The facility is a two-story structure located in a residential neighborhood. Facility is licensed to operate for five (5) non-ambulatory and maintains a hospice waiver of four (4). There is one (1) resident under hospice care during today's visit.

LPA Cho toured the interior and exterior portions of the facility. There are a total of three resident bedrooms and two resident bathrooms on the first floor. The second floor is the residence of the Administrator's family. LPA observed the facility to be clean and sanitary. The resident rooms were provided with furniture in good repair, clean linens, adequate storage space, and kept free of of tripping hazards. Smoke/carbon monoxide detectors and auditory exit alarms were tested and operational. LPA observed bathrooms to be in good repair, provided with handrails and a non-skid floor mat. The hot water measured at 113.1 and 113.7 degrees Fahrenheit in the resident bathrooms. Facility met the two day perishable and seven day non-perishable food supply. LPA observed medications, toxins, and sharps were inaccessible to the residents in care. The fire extinguisher was purchased on 11/22/23. For the exterior portion, facility had sufficient seating and shading and the exit door was self-latching and self-closing. LPA observed the emergency disaster supplies including food/water in the garage. Facility did not maintain an emergency drill log. LPA observed the required "See Something, Say Something' (PUB475) posters.

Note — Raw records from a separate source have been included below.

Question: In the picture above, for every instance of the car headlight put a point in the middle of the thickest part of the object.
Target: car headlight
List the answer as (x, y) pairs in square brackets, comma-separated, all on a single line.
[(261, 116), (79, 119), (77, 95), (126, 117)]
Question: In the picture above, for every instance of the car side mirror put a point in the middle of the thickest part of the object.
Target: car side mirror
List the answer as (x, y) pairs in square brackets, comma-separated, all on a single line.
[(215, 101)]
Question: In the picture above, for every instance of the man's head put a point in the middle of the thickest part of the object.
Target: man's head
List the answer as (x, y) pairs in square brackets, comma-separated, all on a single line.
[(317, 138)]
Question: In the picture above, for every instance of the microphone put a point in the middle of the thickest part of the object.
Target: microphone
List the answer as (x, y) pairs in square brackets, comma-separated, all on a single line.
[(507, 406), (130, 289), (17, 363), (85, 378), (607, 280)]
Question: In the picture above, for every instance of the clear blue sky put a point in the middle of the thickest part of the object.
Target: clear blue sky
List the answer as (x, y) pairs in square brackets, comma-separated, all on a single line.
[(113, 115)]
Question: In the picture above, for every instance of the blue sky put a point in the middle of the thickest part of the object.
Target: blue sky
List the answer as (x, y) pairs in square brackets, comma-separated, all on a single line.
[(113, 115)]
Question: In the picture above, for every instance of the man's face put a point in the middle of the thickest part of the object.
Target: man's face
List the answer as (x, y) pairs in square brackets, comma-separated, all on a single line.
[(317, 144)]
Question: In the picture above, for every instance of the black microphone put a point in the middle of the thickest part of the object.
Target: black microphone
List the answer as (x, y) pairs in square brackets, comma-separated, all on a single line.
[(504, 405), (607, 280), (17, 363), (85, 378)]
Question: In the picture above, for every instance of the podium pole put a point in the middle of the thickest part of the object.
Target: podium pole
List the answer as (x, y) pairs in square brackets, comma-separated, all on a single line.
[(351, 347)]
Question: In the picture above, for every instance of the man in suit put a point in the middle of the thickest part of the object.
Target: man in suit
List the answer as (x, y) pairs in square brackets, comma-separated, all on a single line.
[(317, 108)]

SUPERVISOR'S NAME: Lourdes MontoyaTELEPHONE: (714) -70-2870
LICENSING EVALUATOR NAME: Jessica ChoTELEPHONE: 714-703-2853
LICENSING EVALUATOR SIGNATURE:
DATE: 06/17/2024
I acknowledge receipt of this form and understand my licensing appeal rights as explained and received.
FACILITY REPRESENTATIVE SIGNATURE:
DATE: 06/17/2024
This report must be available at Child Care and Group Home facilities for public review for 3 years.

LIC809 (FAS) - (06/04)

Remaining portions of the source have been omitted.